Ev ekonomisi, aile ekonomisi çok boyutlu ve çok yönlü bir olgu olarak karşımıza çıkmaktadır. Araştırma Geliştirme Merkezimiz de kamu görevlilerinin ev ekonomilerini, gelirlerindeki ve giderlerindeki değişimleri bütün parametreleri göz önünde bulundurarak değerlendirmektedir. Buna göre memurların gider kalemlerinde yaşanan zamların yanında, son yıllarda vergi dilimlerindeki adaletsizlik de aile bütçesine ek bir yük getirmeye başlamıştır.
Bir taraftan genel enflasyon bir taraftan enflasyondan bağımsız bir şekilde sürekli artan mutfak masraflarına ek olarak her geçen yıl ağırlaşan vergi yükü de memurlarımızın bütçesinde oluşan kara deliğin başlıca sebeplerinden biri haline gelmiştir.
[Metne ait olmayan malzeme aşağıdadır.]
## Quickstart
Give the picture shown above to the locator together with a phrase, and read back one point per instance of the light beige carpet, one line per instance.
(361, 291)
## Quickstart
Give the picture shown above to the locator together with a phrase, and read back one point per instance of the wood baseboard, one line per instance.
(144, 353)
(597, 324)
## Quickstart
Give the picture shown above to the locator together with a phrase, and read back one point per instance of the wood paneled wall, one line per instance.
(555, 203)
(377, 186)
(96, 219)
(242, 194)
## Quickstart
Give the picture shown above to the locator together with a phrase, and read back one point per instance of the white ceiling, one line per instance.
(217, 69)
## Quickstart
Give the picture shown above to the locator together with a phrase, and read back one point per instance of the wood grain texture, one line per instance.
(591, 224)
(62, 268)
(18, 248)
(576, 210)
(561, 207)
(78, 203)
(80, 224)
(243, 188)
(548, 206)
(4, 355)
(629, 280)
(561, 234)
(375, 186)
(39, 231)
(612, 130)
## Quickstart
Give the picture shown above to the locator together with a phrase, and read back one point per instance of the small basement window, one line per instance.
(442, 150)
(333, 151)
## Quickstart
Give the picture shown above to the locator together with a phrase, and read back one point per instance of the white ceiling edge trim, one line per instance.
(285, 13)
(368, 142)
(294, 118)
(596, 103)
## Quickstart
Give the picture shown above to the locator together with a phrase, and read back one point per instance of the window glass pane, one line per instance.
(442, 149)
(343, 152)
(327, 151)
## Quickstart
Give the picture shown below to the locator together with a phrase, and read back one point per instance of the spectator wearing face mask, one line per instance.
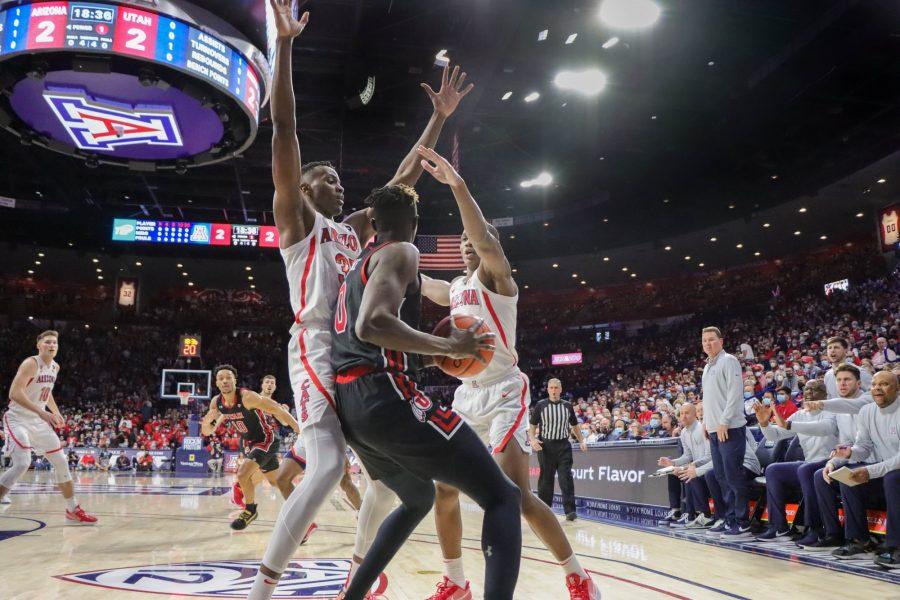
(784, 404)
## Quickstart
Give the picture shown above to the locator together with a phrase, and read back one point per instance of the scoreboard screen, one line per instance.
(130, 31)
(185, 232)
(189, 346)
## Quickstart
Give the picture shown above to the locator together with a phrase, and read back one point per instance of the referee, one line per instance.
(556, 421)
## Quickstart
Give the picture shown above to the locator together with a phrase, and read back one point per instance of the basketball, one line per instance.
(462, 367)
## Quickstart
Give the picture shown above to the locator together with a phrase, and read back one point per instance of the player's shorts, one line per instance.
(394, 428)
(297, 453)
(498, 412)
(266, 459)
(312, 378)
(31, 434)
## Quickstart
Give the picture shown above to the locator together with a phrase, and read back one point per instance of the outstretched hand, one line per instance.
(286, 22)
(439, 167)
(447, 99)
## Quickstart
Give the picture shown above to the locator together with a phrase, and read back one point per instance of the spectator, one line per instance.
(883, 355)
(785, 477)
(877, 441)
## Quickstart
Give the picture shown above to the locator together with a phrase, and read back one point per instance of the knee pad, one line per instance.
(60, 467)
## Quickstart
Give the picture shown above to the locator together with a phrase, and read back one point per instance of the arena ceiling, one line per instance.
(722, 114)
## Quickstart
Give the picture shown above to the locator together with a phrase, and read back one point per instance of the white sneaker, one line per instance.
(701, 522)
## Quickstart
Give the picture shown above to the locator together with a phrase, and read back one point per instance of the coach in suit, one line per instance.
(556, 420)
(723, 417)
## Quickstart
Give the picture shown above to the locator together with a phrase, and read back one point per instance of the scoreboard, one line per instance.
(129, 31)
(186, 232)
Dolayısıyla bir toplu sözleşme pazarlığı yapılırken, kamu görevlilerini temsil ettiğini iddia edenlerin mutlak surette memur maaşlarına etki eden değişkenleri göz önünde bulundurması ve buna göre karar vermesi gerekmektedir.
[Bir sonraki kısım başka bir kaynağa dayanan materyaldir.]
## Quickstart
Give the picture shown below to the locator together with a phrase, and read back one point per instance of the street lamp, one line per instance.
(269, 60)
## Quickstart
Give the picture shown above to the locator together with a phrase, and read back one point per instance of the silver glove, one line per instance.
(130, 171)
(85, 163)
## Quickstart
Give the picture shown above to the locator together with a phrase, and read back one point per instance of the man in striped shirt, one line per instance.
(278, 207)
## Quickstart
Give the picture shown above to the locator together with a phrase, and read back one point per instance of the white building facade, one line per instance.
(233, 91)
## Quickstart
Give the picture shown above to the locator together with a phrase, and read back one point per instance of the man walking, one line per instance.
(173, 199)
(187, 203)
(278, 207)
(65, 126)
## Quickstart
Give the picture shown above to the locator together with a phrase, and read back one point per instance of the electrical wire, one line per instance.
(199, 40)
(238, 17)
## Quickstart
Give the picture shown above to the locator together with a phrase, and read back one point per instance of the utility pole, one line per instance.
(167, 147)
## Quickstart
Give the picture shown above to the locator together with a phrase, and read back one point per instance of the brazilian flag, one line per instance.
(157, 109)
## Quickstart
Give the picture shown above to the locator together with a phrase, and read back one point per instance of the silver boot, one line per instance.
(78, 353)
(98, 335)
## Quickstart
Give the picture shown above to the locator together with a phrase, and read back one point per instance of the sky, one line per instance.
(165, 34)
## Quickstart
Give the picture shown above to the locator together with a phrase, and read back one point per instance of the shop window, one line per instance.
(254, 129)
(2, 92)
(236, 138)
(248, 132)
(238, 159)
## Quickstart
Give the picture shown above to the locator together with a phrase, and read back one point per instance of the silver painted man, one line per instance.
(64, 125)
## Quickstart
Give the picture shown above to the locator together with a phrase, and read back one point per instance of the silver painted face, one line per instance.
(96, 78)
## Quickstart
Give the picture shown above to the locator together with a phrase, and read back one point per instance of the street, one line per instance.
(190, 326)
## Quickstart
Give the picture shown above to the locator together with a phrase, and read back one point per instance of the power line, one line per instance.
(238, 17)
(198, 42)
Toplu sözleşmenin üzerinden bir yıl geçti. Memurlar gerçeklerle yüzleştiler ve bu toplu sözleşmenin bir zafer değil memurlar ve emekliler için tam bir hezimet olduğunu yaşayarak gördüler. 2016 yılının bitmesine 4,5 ay daha var. Memurlarımızın kayıpları bu sürede daha da artacak ama asıl sorun 2017 yılında başlayacak. Kamu görevlilerine 2017 yılı için %3+4 zammın dışında hiçbir artış öngörülmedi. Bu noktadan bakıldığında toplu sözleşme hükümlerini hangi açıdan ele alırsak alalım memurlara katkı yapmadığını görüyoruz. Yani her yönüyle bu toplu sözleşme elimizde kalıyor. Siyasi buhranı milletimizin sağduyusu ve kahramanlığı ile atlattık ama bir ekonomik buhran var ve bu buhranı ancak idarecilerin kararlarıyla atlatabiliriz. Bunun için de kamu görevlilerimizin ve emeklilerimizin maaşlarında ek bir iyileştirme bekliyoruz” şeklinde konuştu.